Mon Apr 24 19:56:47 EDT 2006

> Behalf Of hawkesed
> If I have a list, say of names. And I want to count all the people
> named, say, Susie, but I don't care exactly how they spell it (ie,
> Susy, Susi, Susie all work.) how would I do this? Set up a regular
> expression inside the count? Is there a wildcard variable I can use?
> Here is the code for the non-fuzzy way:
> lstNames.count("Susie")
> Any ideas? Is this something you wouldn't expect count to do?
> Thanks y'all from a newbie.

If there are specific spellings you want to allow, you could just create a
list of them and see if your Suzy is in there:

>>> possible_suzys = [ 'Susy', 'Susi', 'Susie' ]
>>> my_strings = ['Bob', 'Sally', 'Susi', 'Dick', 'Jane' ]
>>> for line in my_strings:
... 	if line in possible_suzys: print line
... 	
Susi

I think a general solution to this problem is to use edit (also called
Levenshtein) distance.

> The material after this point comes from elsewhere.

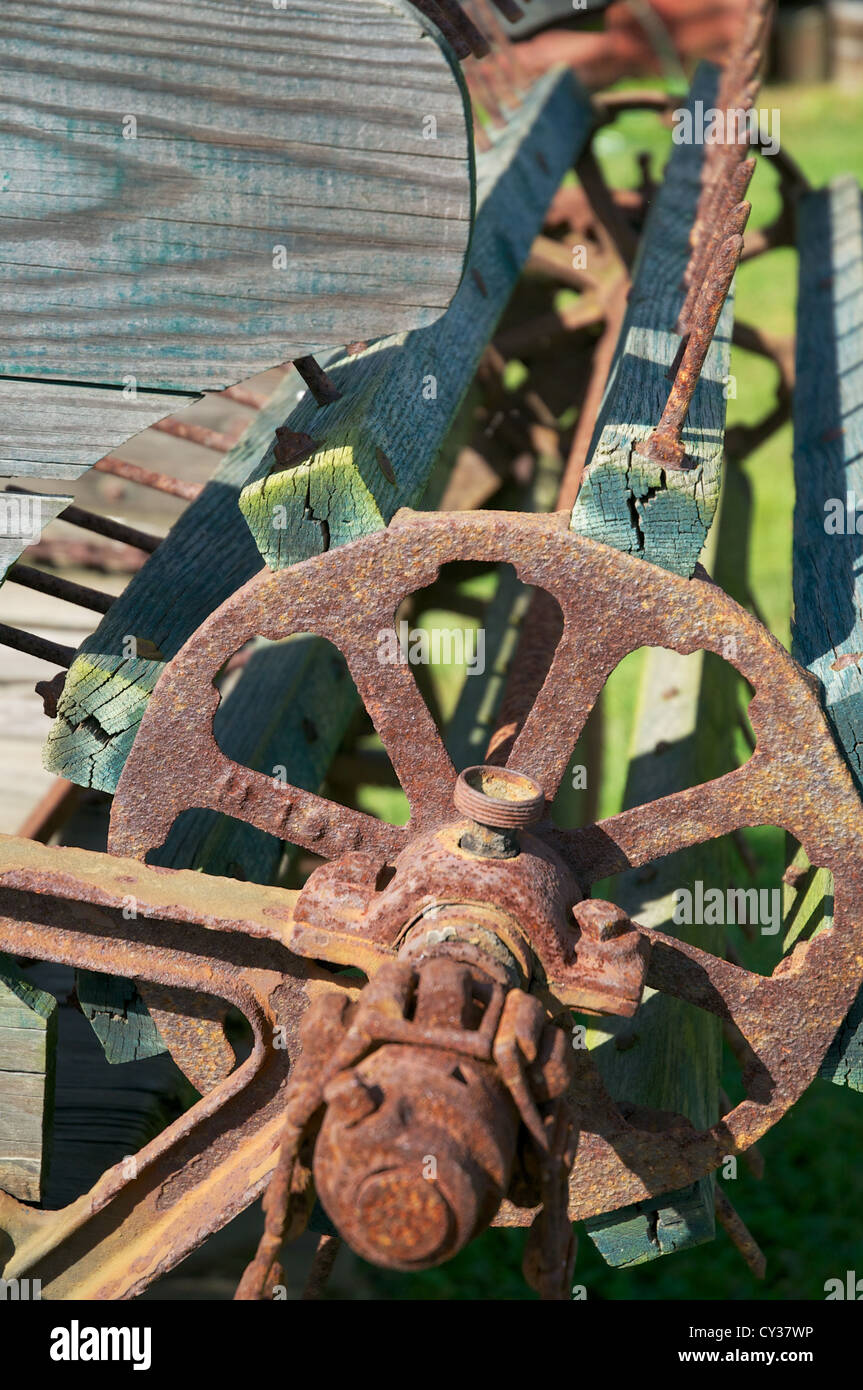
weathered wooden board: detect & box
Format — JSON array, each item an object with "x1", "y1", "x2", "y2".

There is an implementation in Python at this Wiki:
http://en.wikisource.org/wiki/Levenshtein_distance

You could use this distance function, and normalize for string length using
the following score function:

def score( a, b ):
    "Calculates the similarity score of the two strings based on edit
distance."
    high_len = max( len(a), len(b) )
    return float( high_len - distance( a, b ) ) / float( high_len )

>>> for line in my_strings:
... 	if score( line, 'Susie' ) > .75: print line
... 	
Susi

--
Regards,
Ryan Ginstrom